Monthly Archives: July 2022

Enterprise Engineering Teams: Why You Need a Strong One

How do you know if you have an enterprise engineering team? If you do, how do you know if you have a strong product, team, and happy customers?

Most companies aren’t doing enough with their enterprise tools.

They usually have more junior engineers, creating buggy products running old platforms and technology. It takes months to create a tool, and when it’s released it’s not user friendly and wasn’t built with the customer in mind.

They may rely on contractors that have limited company perspective and lack long-term vision to build these applications. What you really want is a solid engineering team delighting employees with the tools they use: it’s a retention tool at minimum and a productivity driver on average.

I wanted to be extremely pragmatic with this article, forcing you to retrospect and introspect about your company, noting that the grass can be greener if you look outside.

A quick test

You have an enterprise engineering team if:
1. You have a CIO organization: typically there is a software engineering team for HR functions, an employee phonebook system, and other internal tools to support employees.
2. You have an internal phonebook system that is built (e.g. Amazon Phonetool) and not purchased (e.g. WorkDay, Gusto, Friday, etc.)

Enterprise tools should stand the test of time, but not be built with ancient technology

General features might include

1. Employee directory: Allow employees to search for organizations, people, teams
2. News: Learn about recent events
3. Events: See a calendar and subscribe to upcoming events like a brainstorm, or a ERG meeting
4. Policies: HR, Security, etc
5. Thank you system: Applaud someone for helping out
6. Search capabilities: Search documents, news, people, etc.
7. Site-specific details: (e.g.

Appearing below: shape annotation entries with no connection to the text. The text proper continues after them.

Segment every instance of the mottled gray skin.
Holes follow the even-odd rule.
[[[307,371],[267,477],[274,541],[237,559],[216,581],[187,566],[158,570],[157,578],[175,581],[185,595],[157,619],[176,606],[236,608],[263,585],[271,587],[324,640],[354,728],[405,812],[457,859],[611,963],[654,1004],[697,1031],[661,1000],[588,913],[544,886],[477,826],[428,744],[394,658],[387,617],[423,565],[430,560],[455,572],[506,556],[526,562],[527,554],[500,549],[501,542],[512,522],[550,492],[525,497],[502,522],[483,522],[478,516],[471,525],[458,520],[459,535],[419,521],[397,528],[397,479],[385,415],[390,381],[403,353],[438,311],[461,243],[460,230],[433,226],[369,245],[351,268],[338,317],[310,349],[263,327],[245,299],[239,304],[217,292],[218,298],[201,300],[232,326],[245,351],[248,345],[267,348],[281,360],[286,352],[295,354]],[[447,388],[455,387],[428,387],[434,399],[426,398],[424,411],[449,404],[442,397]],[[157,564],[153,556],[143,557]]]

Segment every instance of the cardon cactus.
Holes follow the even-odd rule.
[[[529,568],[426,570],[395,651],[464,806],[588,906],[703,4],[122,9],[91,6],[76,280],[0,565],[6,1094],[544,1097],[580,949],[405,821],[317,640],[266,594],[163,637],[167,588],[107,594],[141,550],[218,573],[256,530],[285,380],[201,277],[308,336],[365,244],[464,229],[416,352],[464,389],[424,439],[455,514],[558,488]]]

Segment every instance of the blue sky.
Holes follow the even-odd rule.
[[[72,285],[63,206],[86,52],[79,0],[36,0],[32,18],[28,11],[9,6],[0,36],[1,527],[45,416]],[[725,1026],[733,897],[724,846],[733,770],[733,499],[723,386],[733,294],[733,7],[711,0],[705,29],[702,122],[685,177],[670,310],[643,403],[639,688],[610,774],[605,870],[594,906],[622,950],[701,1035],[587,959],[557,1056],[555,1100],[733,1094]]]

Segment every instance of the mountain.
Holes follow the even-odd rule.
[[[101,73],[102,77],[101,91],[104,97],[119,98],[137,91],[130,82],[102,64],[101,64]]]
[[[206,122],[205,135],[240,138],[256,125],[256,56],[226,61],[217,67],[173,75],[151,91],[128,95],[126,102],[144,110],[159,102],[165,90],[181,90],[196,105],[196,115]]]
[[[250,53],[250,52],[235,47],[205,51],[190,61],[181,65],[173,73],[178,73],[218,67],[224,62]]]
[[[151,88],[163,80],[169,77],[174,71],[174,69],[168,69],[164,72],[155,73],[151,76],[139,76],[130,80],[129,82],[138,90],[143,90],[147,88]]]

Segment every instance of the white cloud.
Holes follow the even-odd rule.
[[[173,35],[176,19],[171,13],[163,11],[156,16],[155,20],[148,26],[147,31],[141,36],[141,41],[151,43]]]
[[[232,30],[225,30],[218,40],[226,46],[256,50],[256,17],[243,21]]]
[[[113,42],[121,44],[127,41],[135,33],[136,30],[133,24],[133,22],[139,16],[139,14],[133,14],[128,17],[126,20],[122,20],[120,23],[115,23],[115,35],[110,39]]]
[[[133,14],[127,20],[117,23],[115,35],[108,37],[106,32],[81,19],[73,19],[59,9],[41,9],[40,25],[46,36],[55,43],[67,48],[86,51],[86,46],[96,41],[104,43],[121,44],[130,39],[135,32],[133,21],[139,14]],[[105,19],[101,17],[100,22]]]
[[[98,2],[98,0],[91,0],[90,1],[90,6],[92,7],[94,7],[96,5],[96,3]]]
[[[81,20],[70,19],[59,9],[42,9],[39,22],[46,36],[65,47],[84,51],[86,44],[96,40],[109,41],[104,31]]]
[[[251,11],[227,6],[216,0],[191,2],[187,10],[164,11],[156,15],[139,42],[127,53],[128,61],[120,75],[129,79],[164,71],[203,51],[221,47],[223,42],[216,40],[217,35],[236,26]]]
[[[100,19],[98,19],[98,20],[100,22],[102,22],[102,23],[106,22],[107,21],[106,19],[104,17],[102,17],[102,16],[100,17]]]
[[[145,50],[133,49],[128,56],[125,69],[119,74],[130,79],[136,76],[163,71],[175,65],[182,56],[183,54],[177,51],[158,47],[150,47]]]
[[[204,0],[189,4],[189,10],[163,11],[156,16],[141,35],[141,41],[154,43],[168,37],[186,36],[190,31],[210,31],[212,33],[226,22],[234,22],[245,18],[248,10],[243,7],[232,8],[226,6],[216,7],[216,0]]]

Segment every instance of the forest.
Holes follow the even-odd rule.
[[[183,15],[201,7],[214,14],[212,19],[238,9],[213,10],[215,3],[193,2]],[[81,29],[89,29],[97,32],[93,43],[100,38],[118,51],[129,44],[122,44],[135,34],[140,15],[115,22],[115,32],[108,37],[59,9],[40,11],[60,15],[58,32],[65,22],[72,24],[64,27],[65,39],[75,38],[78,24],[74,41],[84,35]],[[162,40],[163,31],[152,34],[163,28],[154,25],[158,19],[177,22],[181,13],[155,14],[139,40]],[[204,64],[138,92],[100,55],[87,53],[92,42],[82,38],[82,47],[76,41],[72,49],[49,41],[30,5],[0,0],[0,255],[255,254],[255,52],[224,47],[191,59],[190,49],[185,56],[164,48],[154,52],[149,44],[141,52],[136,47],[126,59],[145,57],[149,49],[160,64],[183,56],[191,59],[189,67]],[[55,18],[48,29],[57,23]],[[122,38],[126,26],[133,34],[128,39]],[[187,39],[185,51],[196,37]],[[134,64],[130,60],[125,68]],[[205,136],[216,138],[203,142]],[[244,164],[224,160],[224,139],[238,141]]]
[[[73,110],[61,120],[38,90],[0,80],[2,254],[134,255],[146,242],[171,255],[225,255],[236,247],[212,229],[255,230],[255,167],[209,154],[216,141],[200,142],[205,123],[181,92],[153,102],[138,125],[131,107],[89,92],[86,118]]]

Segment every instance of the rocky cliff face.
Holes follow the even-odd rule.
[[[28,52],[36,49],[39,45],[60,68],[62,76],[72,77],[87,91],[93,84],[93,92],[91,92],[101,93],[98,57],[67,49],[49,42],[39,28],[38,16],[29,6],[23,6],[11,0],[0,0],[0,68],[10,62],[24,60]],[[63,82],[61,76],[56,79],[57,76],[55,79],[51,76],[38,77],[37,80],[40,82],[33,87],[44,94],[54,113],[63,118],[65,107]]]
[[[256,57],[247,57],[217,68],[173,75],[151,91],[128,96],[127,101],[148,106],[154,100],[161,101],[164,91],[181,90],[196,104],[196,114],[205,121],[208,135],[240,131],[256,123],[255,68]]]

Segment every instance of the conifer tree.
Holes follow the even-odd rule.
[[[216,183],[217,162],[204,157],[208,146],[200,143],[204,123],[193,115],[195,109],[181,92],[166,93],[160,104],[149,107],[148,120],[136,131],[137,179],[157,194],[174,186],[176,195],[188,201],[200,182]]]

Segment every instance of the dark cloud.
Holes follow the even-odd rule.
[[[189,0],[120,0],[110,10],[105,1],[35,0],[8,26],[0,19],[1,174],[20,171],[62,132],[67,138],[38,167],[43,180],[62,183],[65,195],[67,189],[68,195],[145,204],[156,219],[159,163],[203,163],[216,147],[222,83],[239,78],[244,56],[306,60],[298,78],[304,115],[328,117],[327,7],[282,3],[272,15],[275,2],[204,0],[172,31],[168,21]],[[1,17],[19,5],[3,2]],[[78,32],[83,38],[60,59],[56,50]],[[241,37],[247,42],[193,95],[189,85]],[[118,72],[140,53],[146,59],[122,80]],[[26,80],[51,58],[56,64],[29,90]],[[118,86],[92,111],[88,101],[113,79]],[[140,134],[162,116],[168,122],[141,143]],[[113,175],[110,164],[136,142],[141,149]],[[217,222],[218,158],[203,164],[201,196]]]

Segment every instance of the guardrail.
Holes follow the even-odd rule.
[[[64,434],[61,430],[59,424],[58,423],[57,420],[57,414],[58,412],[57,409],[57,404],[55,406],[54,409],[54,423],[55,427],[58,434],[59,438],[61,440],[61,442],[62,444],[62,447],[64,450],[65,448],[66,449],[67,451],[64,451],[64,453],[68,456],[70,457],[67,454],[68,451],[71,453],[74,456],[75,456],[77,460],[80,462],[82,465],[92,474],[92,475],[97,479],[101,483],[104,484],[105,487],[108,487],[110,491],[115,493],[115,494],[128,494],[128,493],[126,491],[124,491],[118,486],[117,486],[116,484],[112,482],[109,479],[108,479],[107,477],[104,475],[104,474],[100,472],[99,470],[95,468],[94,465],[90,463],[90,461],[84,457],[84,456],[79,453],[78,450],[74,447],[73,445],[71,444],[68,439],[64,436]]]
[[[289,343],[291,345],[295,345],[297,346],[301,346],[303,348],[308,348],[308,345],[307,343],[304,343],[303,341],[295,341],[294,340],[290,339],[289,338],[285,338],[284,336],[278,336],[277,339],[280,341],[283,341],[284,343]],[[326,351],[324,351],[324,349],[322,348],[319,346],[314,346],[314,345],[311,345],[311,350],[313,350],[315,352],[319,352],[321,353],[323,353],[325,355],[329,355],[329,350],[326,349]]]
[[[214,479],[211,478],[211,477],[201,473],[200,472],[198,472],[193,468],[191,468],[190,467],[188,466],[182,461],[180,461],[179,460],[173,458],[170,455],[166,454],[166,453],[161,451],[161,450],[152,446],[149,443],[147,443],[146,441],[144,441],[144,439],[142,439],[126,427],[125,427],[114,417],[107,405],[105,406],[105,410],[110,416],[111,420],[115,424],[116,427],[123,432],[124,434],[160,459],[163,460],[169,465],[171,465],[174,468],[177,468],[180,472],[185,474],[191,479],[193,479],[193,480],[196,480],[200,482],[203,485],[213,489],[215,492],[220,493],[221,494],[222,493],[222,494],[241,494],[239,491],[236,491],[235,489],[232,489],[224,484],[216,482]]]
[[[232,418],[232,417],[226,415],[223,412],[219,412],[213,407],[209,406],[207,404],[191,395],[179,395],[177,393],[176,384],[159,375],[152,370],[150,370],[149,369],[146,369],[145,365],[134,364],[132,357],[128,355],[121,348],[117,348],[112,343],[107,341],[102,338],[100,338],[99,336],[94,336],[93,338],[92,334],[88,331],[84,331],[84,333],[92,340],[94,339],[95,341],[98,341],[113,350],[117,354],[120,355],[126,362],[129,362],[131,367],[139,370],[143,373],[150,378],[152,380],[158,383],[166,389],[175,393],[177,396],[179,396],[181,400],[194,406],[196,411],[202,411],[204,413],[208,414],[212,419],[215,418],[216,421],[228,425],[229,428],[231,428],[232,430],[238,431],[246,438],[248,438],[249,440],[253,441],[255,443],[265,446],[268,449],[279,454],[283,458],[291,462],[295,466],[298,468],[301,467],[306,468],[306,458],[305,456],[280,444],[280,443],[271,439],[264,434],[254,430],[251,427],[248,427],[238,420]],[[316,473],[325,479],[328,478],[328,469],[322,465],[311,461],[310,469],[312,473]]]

Austin office details and perks) – how to get a badge, main contains, coffee shop hours, etc.

There are some more uncommon features to look for as well

1. Internal job portal: Allow employees to find jobs that are open
2. Employee transfer system: Allow employees to move into other roles easily
3. Badge system: Reward employees with internal currency and digital badges of honor for various things
4. Active Incident display: All tools used by employees display the current state of the production, sandbox, and developer environments along with any current Incident that may impact Customers or their work
5. Integrated financials and system health dashboards: At a glance, give people a general feeling for how the company is doing without triggering any deeper insider training restrictions
6. Ideas and patent portal: Keep track of awesome ideas that can turn into the next great product feature, allow employees to engage with others to build a business plan, go-to-market, and write code – then submit it for legal review to check for patentability to secure that intellectual property!
7. Promotion and rating systems for managers: If you are fortunate to have a standard promotion and calibration process across the company, this tool should allow for common practices to be implemented like anonymization, timed discussions of each candidate to remove bias, notes, assigned reviewers, voting, feedback back to the candidate, and decisions/ratings.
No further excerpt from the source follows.